第267章 孤女亦可传家学(2/2)
书斋内一片死寂。朱鼎站立良久,目光在伏地的年轻夫妇与案上那封信之间来回移动。愤怒、震惊、被欺瞒的愠怒,与故人之情、对那信中显露的绝伦才学的激赏、以及对眼前这孤女病体弱质却为求学不惜犯险的复杂怜惜,猛烈冲撞。
终于,他长长吐出一口气,声音沉缓:
“起来说话。”
他绕过书案,走到钱肖月面前。钱肖月依言起身,仍微垂着眼,姿态却无半分畏缩。
“眼睛最像允恭兄,这眉宇间的清刚之气,也像。”他摇摇头,回到座中,指了指椅子,“坐吧。贯之也坐。”

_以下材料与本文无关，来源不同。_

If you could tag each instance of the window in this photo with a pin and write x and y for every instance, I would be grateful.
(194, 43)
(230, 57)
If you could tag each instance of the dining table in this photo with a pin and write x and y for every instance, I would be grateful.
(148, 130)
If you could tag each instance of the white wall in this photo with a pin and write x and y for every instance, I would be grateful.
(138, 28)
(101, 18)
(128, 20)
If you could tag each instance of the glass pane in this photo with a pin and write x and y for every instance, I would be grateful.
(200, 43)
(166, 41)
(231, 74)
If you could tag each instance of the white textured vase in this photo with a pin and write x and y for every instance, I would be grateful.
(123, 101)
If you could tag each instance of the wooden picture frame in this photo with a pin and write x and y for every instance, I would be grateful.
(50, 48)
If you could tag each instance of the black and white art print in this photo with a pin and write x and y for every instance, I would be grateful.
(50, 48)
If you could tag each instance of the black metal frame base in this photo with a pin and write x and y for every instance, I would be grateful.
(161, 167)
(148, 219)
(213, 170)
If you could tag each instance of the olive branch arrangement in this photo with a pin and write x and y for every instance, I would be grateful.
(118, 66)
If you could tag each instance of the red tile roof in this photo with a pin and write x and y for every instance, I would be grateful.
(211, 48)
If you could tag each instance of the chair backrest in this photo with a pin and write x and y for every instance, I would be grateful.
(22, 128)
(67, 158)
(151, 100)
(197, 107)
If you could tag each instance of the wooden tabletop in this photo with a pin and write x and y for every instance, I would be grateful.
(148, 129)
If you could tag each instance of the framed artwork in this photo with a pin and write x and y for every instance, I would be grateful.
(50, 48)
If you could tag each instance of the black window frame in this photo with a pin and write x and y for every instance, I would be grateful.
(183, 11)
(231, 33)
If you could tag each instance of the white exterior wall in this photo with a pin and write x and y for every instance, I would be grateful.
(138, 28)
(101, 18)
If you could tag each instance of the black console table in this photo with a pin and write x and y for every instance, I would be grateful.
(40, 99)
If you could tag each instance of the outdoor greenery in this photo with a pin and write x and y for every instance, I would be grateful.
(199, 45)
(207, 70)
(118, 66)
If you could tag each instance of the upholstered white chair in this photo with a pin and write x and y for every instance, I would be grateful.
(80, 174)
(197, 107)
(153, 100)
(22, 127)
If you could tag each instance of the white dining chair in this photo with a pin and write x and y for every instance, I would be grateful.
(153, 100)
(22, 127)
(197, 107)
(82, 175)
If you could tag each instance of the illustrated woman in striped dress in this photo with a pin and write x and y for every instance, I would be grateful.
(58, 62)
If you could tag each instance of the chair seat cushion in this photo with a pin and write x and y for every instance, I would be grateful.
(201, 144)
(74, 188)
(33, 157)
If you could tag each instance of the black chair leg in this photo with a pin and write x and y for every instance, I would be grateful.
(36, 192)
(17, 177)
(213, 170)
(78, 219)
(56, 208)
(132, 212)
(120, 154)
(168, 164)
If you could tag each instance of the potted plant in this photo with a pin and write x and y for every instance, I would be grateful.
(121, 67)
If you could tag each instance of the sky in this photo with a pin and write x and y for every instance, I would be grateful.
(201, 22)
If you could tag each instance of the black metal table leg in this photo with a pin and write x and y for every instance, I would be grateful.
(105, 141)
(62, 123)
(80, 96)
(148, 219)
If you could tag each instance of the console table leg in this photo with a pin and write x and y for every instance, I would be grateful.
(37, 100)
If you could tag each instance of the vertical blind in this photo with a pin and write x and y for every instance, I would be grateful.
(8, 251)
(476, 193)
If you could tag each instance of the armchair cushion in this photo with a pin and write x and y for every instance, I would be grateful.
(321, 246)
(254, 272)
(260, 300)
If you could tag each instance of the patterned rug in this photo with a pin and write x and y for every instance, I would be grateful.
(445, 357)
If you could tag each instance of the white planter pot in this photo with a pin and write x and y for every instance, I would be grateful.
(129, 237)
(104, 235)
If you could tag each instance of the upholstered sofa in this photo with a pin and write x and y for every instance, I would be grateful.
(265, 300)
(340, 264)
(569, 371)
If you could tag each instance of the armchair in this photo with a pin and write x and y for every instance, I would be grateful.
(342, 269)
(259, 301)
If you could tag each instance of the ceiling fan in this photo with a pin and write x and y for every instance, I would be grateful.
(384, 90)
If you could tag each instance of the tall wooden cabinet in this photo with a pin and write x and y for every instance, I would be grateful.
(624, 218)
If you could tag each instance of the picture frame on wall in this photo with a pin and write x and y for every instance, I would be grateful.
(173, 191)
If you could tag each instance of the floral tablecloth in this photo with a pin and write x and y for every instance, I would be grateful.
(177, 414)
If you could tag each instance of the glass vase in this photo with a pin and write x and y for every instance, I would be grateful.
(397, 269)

待两人坐下,朱鼎才缓缓道:“你们可知,此事若有一丝风声,是何等下场?”
“晚辈知道。”钱肖月抬眼,目光清正,“身败名裂,累及家族门楣。所以今日来此,或得世伯痛斥,从此绝了妄念;或……”
“或什么?”朱鼎打断,目光锐利,“或望我念及故人之情,网开一面?”
钱肖月迎着他的目光,声音不高却字字清晰:“晚辈不敢挟故人之情以自纵。今日冒险前来,只因信中所论《古文官书》流变诸疑,尚有数处关节亟待厘清。世伯学贯古今,唯您能解此惑。若因巾栉之身便永绝问道之门,晚辈……实不甘心。”

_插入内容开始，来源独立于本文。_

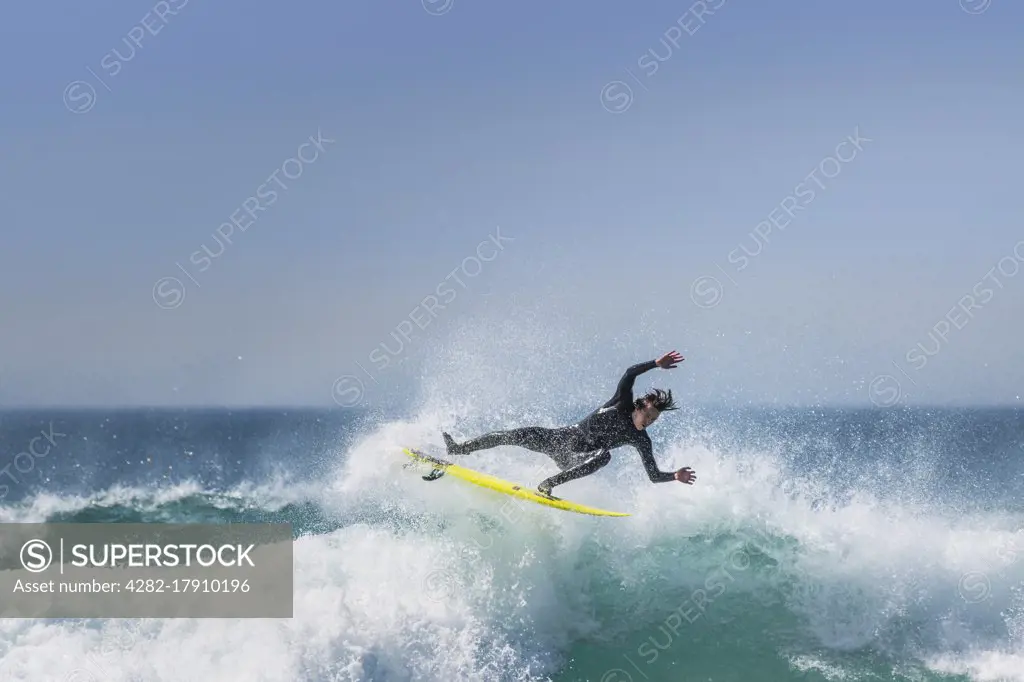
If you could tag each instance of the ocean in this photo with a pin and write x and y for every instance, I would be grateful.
(825, 544)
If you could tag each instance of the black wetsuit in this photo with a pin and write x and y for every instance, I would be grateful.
(584, 448)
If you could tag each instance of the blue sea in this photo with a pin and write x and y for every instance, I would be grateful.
(825, 544)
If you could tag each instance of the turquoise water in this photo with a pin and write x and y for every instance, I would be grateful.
(834, 545)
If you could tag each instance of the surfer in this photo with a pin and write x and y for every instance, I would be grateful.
(584, 448)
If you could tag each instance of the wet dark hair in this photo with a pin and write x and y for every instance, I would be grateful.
(658, 398)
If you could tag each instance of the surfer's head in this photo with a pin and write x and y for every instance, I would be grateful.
(647, 408)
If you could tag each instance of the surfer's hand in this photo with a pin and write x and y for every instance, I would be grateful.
(669, 360)
(686, 475)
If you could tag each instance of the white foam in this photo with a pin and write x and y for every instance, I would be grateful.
(444, 581)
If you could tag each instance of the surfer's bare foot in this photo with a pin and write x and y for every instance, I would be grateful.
(451, 444)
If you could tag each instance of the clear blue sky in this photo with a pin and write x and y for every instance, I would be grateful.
(448, 125)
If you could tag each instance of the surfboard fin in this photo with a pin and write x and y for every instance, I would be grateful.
(434, 475)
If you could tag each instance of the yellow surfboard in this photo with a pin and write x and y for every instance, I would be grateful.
(440, 467)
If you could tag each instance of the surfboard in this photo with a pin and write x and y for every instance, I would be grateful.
(442, 467)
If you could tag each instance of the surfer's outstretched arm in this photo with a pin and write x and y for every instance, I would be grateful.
(644, 446)
(624, 391)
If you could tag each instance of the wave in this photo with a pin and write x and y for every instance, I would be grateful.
(396, 579)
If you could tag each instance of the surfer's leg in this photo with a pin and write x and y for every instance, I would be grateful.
(538, 438)
(585, 468)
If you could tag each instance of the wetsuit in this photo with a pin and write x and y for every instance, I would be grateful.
(584, 448)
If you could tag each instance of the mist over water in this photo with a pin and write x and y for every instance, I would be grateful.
(817, 544)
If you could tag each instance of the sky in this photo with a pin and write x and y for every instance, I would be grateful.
(815, 203)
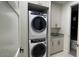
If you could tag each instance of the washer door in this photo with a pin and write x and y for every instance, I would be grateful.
(38, 24)
(38, 50)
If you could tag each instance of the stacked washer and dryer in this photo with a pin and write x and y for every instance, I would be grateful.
(37, 34)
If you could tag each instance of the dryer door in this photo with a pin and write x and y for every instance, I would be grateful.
(38, 24)
(38, 50)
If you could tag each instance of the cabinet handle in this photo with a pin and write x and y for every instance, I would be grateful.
(58, 42)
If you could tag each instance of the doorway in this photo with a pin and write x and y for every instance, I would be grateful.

她顿了顿,气息微促,却仍竭力保持平稳:“晚辈此生别无他求,唯愿能集南北故家所藏,校勘异同,为《古文官书》留一可靠辑考。时日迫促,不敢虚耗,故行此险着。唐突世伯之处,任凭裁处,绝无怨言。”
严恕在旁欲言又止,终是沉默。
朱鼎沉默良久。窗外暮色渐浓,古藤的影子爬满窗棂。
他低语神色一正,目光扫过二人,“今日之事,出此门后,绝不可有第四人知。你们须立誓。”
严恕与钱肖月肃然应诺。
此后,朱鼎与钱肖月一起查证版本,讲论学问。差不多快一个时辰以后,因为钱肖月看上去已经体力不支,方才意犹未尽地停止。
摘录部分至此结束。